Having generated those arrays, I applied the tag using the /manage.py shell
Django command running in Heroku:
heroku run bash -a simonwillisonblog
Then in Heroku:
./manage.py shell
And in the Python console:
>>> from blog.models import Blogmark, Tag, Entry, Quotation
>>> tag = Tag.objects.get(tag='llms')
>>> tag
<Tag: llms>
>>> blogmark_ids = ["6301","6310","6815","6850","6853","6869","6876","6929","6940","6967","6969","6980","6981","6993","7018","7021","7025","7027","7029","7030","7031","7032","7036","7037","7038","7039","7040","7041","7045","7046","7047","7048","7049","7050","7052","7053","7054","7056","7057","7058","7061","7062","7063","7070","7071","7075","7076","7077","7079"]
>>> Blogmark.objects.filter(id__in=blogmark_ids)
<QuerySet [<Blogmark: gpt4all>, <Blogmark: Cerebras-GPT: A Family of Open, Compute-efficient, Large Language Models>...']>
>>> blogmarks = list(_)
>>> len(blogmarks)
49
>>> for b in blogmarks:
... b.tags.add(tag)
>>> entry_ids = ["8169","8170","8171","8178","8189","8191","8192","8197","8214","8215","8217","8222","8223","8227","8229","8230","8231","8232","8233","8234","8236","8237","8238","8239","8240","8241","8242"]
>>> quotation_ids = ["767","890","893","929","933","936","937","941","942","946","947","948","950","951","952","954","955","956","957","958","959","960","961","962","963","964","965","966","968","969","970","971","972"]
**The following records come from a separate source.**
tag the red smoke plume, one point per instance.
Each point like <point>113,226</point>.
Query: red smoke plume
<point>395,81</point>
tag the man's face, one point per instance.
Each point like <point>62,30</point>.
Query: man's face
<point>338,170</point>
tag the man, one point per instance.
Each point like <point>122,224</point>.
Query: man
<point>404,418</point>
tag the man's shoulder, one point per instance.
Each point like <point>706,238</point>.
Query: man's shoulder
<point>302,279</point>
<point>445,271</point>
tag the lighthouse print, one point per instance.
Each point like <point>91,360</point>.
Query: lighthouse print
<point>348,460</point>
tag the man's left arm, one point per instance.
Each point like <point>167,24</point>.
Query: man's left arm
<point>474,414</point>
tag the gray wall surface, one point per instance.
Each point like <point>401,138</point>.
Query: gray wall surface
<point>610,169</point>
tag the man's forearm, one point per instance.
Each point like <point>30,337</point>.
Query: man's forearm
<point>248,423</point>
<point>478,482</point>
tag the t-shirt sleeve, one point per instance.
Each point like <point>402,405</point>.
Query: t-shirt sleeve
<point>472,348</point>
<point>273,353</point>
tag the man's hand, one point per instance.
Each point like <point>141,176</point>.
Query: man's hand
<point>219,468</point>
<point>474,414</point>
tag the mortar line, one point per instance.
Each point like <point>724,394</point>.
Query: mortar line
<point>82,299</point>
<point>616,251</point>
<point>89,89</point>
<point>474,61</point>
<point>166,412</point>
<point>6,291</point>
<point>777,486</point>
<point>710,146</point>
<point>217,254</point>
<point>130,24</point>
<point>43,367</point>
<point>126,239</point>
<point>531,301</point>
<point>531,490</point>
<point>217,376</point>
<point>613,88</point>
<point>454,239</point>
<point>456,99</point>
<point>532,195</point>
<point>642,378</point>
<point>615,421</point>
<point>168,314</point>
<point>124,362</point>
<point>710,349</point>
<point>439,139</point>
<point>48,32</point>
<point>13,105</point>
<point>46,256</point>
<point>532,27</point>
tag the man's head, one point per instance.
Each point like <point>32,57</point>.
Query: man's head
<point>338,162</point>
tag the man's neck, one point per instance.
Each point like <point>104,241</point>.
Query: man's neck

>>> entries = list(Entry.objects.filter(id__in=entry_ids))
>>> quotations = list(Quotation.objects.filter(id__in=quotation_ids))
>>> for e in entries:
... e.tags.add(tag)
>>> for q in quotations:
... q.tags.add(tag)
And that's how I populated the https://simonwillison.net/tags/llms/ page on my blog!
At some point I plan to turn this JavaScript code into a Datasette plugin.